Des moyennes qui "cachent de grandes disparités"
Mais le découpage de la population n'est pas la seule explication. L'Observatoire français des conjonctures économiques (OFCE) a également publié, en février 2020, une évaluation de l'impact des mesures prises depuis le début du quinquennat d'Emmanuel Macron. Ces travaux ont montré que la politique gouvernementale était défavorable aux 5% des Français les plus pauvres. D'après l'OFCE, le niveau de vie des ménages les plus modestes devait être amené à baisser, contrairement au reste des Français, du fait de la politique socio-fiscale engagée depuis 2017.
Interrogé par franceinfo sur la contradiction entre ces travaux de 2020 et les chiffres publiés cette semaine par le gouvernement, Pierre Madec, l'un des auteurs de l'étude de l'OFCE, met en avant des différences dans l'évaluation des mesures. "Nous n'évaluons pas de la même manière la réforme des aides au logement ou encore la hausse de la fiscalité sur le tabac, par exemple", explique ainsi l'économiste.
"Le gouvernement considère que cette hausse des taxes sur le tabac a entraîné une forte baisse de la consommation. Ce qui l'amène à réduire l'impact de cette mesure fiscale qui touche plus sévèrement les catégories les plus modestes."
Pierre Madec, économisteà franceinfo
Enfin, les chiffres du gouvernement sur le pouvoir d'achat sont également contredits par l'avis des Français eux-mêmes. Dans un sondage réalisé par OpinionWay-Square pour Les Echos et Radio classique, publié le 20 septembre, 56% des personnes interrogées déclarent avoir le sentiment que leur pouvoir d'achat a plutôt diminué sous le quinquennat d'Emmanuel Macron. Pour François Carlier, délégué général de l'association de consommateurs CLCV, cette différence illustre les limites des statistiques. "Quand l'Insee ou l'administration parlent des Français, ils parlent en réalité d'une moyenne. Mais la plupart des Français ne sont pas comme le Français moyen", affirme-t-il.

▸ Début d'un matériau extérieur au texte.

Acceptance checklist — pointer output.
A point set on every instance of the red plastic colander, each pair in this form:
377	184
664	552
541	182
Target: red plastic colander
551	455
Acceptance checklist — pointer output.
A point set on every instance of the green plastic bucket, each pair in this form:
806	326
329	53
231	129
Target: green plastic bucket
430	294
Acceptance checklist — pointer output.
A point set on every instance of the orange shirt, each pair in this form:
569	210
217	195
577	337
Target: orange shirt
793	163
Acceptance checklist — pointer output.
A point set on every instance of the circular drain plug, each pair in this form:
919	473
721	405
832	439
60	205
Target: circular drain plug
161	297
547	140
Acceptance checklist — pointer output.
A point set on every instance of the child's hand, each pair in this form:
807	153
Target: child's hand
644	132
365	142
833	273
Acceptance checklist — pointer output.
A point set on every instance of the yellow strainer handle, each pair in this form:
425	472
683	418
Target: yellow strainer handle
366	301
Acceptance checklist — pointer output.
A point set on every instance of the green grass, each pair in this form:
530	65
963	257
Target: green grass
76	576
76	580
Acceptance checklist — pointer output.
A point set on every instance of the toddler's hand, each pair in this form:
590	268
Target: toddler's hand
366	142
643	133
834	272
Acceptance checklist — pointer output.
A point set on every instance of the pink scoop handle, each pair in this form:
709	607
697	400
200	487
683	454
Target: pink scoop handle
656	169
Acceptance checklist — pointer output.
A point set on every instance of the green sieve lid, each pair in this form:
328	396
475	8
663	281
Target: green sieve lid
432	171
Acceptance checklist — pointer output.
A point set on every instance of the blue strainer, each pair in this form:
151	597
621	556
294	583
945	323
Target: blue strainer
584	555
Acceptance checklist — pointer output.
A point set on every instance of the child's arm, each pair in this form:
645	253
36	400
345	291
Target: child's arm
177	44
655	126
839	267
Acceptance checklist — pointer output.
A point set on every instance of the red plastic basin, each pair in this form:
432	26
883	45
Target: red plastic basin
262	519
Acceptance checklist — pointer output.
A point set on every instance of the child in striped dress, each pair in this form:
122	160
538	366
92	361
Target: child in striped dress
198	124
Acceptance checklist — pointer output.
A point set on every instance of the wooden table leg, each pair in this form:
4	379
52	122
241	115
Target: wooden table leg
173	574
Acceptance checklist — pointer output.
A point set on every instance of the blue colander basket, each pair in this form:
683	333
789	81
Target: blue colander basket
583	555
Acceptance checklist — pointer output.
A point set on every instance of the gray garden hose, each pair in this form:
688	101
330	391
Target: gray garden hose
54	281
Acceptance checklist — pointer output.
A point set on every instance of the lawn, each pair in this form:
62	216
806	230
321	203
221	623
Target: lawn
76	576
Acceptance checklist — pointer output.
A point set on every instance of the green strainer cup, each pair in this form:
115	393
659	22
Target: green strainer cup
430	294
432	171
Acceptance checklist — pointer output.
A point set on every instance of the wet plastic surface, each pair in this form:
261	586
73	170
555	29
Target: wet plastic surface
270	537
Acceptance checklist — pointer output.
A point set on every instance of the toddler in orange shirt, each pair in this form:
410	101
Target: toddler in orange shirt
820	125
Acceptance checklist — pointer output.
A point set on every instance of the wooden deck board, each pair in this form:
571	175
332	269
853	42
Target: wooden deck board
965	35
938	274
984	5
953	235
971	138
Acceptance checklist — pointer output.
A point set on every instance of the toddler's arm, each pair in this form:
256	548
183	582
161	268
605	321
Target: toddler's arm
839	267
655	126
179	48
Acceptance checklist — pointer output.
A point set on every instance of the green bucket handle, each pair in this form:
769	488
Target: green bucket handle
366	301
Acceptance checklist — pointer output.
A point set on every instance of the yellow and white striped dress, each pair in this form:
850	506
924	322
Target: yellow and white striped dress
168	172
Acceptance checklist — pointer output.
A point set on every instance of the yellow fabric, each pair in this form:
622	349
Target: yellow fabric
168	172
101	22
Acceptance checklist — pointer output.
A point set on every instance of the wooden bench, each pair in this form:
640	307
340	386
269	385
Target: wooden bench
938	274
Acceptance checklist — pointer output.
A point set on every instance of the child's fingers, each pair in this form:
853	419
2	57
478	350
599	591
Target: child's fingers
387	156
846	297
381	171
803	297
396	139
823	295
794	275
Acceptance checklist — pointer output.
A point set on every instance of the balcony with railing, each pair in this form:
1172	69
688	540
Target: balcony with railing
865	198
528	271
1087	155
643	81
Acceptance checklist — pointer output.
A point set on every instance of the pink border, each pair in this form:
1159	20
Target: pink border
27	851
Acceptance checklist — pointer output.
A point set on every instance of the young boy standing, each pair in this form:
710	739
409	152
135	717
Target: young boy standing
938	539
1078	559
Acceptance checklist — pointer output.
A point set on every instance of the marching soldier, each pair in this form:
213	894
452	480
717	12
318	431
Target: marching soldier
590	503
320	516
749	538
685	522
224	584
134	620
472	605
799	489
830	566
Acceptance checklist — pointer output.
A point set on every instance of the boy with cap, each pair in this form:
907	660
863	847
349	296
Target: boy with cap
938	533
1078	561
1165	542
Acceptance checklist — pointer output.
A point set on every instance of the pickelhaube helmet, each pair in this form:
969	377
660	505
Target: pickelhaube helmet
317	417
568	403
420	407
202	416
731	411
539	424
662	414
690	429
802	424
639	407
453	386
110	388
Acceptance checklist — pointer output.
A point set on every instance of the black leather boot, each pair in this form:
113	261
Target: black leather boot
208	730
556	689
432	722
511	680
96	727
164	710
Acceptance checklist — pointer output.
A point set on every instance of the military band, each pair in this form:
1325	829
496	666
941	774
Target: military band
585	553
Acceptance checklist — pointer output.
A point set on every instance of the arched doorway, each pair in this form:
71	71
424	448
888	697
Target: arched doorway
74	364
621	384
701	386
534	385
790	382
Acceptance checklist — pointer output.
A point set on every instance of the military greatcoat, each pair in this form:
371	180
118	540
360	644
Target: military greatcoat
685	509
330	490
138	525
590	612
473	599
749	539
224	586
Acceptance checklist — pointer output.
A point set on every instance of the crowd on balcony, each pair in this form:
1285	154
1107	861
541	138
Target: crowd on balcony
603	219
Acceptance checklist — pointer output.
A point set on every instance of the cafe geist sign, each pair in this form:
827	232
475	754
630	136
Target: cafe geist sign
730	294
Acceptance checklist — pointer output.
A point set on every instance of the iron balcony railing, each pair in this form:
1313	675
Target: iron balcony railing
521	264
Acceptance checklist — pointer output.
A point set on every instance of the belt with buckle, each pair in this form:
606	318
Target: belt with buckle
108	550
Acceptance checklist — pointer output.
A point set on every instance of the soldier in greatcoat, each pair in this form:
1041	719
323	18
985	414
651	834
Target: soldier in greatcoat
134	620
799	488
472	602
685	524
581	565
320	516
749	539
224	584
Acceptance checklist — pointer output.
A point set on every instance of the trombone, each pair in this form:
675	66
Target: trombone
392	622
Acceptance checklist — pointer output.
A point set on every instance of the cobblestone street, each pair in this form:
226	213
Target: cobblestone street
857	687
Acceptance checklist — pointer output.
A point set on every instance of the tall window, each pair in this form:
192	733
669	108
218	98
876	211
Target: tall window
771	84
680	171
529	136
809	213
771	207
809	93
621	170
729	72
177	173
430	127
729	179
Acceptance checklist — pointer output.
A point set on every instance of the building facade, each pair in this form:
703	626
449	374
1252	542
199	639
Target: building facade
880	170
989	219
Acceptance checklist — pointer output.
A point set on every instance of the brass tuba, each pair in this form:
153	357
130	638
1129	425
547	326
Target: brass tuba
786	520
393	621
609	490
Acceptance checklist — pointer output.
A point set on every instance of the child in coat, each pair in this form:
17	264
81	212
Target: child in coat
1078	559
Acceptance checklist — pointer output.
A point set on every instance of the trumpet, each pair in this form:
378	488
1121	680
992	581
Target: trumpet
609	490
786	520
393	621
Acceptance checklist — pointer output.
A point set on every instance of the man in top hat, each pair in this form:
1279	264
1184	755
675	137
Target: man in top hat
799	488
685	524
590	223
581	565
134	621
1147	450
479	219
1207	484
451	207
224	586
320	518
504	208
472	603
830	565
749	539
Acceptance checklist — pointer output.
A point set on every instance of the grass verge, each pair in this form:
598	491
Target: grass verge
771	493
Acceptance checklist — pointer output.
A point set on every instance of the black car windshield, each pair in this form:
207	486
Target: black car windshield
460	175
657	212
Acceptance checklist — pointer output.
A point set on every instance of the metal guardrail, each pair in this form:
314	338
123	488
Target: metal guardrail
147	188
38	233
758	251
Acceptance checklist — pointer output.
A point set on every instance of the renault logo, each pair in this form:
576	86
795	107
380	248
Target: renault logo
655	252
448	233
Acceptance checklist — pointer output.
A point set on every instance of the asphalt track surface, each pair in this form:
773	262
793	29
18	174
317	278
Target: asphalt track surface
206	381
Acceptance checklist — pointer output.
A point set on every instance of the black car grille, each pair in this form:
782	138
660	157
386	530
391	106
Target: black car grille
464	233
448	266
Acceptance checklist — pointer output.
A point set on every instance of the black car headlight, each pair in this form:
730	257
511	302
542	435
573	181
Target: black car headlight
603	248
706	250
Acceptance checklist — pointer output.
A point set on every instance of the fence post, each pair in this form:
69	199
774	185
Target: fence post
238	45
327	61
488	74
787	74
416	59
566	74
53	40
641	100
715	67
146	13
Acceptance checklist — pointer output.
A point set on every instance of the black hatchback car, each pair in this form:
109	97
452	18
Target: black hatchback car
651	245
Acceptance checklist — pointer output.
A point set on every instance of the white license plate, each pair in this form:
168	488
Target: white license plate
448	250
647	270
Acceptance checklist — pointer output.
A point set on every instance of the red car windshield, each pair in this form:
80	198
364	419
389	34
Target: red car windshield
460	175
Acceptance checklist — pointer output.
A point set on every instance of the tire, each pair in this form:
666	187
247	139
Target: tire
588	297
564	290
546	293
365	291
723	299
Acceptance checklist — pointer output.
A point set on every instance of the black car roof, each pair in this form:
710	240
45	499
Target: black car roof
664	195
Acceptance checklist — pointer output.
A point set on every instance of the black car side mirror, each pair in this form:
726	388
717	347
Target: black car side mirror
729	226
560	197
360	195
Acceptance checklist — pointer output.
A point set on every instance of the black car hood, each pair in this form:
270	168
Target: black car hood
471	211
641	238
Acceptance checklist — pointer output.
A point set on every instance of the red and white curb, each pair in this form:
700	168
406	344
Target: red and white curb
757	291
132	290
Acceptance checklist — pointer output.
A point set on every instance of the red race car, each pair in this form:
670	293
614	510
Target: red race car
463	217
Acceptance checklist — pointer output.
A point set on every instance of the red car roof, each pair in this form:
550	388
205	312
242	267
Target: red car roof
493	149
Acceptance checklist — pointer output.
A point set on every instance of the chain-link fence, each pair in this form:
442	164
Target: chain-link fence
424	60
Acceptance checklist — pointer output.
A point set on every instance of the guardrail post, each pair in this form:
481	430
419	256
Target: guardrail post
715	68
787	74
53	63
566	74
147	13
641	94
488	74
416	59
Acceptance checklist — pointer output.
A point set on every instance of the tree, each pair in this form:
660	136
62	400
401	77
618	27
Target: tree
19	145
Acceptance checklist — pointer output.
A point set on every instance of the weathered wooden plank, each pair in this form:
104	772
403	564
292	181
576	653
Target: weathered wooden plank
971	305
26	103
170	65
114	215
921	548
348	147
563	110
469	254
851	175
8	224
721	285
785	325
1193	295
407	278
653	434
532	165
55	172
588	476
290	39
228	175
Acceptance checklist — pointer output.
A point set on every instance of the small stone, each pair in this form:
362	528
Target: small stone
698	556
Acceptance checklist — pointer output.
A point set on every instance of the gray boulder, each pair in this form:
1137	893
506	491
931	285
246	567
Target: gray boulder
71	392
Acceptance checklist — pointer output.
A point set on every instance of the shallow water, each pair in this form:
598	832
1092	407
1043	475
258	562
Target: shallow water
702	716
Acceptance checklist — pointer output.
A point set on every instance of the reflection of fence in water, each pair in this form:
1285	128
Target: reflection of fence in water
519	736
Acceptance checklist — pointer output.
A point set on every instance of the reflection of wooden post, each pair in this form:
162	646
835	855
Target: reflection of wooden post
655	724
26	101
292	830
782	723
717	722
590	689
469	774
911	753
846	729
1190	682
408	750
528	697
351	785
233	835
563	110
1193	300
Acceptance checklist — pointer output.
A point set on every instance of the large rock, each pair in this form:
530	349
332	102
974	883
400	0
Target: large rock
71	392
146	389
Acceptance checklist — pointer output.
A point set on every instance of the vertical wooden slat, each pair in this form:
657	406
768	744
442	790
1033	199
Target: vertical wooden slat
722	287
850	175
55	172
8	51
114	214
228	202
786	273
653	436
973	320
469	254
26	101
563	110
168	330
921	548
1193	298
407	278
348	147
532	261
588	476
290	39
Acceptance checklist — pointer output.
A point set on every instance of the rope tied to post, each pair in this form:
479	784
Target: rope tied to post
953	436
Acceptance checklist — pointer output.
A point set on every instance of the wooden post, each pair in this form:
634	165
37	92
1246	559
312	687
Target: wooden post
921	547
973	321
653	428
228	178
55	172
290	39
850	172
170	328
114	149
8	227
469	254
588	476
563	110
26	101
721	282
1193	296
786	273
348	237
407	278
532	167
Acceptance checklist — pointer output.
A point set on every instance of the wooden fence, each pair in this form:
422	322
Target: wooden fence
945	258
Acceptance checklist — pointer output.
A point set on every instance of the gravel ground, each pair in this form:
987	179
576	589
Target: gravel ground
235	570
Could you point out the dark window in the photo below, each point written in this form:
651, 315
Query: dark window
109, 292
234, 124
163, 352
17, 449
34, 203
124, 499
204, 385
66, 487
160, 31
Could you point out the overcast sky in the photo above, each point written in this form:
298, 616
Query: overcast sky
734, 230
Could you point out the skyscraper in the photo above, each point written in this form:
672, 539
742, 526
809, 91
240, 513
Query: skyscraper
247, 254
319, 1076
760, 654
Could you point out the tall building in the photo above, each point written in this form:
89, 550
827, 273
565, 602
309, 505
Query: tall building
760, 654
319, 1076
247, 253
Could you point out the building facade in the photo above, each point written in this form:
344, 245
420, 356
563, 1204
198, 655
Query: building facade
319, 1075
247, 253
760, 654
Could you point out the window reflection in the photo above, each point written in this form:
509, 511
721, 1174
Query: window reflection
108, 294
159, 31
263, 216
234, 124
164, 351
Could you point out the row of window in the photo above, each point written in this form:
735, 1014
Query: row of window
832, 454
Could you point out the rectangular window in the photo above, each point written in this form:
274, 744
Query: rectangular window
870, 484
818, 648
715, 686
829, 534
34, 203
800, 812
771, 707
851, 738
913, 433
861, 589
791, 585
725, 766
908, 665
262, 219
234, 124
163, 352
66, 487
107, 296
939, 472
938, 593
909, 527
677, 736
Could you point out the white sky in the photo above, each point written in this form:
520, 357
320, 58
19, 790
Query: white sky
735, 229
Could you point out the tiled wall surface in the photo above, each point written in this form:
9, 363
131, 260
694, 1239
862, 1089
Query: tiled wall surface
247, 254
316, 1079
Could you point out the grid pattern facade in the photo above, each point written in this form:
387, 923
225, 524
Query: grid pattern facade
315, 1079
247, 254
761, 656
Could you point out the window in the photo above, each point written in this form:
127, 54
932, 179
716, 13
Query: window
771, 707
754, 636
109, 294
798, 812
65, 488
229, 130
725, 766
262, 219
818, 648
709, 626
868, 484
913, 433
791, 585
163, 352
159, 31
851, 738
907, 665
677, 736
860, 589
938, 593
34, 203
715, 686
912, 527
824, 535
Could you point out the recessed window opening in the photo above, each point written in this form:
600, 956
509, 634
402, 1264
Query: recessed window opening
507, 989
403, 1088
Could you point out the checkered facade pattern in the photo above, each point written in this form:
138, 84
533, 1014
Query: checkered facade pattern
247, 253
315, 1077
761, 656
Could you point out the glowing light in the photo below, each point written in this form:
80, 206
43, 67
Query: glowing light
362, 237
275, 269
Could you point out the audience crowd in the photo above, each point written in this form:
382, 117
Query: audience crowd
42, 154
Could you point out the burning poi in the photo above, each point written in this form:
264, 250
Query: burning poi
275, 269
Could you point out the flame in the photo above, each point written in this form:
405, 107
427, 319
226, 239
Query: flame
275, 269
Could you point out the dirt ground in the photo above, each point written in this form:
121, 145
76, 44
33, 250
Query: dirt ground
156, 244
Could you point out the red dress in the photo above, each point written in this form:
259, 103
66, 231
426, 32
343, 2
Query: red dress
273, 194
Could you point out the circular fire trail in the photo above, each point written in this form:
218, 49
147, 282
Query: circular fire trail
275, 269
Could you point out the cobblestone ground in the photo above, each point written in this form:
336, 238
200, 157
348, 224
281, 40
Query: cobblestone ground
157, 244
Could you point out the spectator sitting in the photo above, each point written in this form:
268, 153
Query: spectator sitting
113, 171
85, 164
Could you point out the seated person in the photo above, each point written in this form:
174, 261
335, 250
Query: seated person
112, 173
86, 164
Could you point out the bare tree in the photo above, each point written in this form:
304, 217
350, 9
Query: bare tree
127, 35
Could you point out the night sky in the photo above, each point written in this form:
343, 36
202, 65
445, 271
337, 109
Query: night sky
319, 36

"Toutes ces moyennes ont quand même quelque chose d'artificiel. Elles correspondent à des points sur des graphiques de distribution des revenus. Mais elles ne correspondent pas à des personnes", reconnaît l'économiste Xavier Jaravel. "Il faut bien comprendre que ces indicateurs cachent de grandes disparités", ajoute ce chercheur, dont les travaux ont démontré que 20% des Français subissent en réalité une inflation double à celle affichée par l'Insee.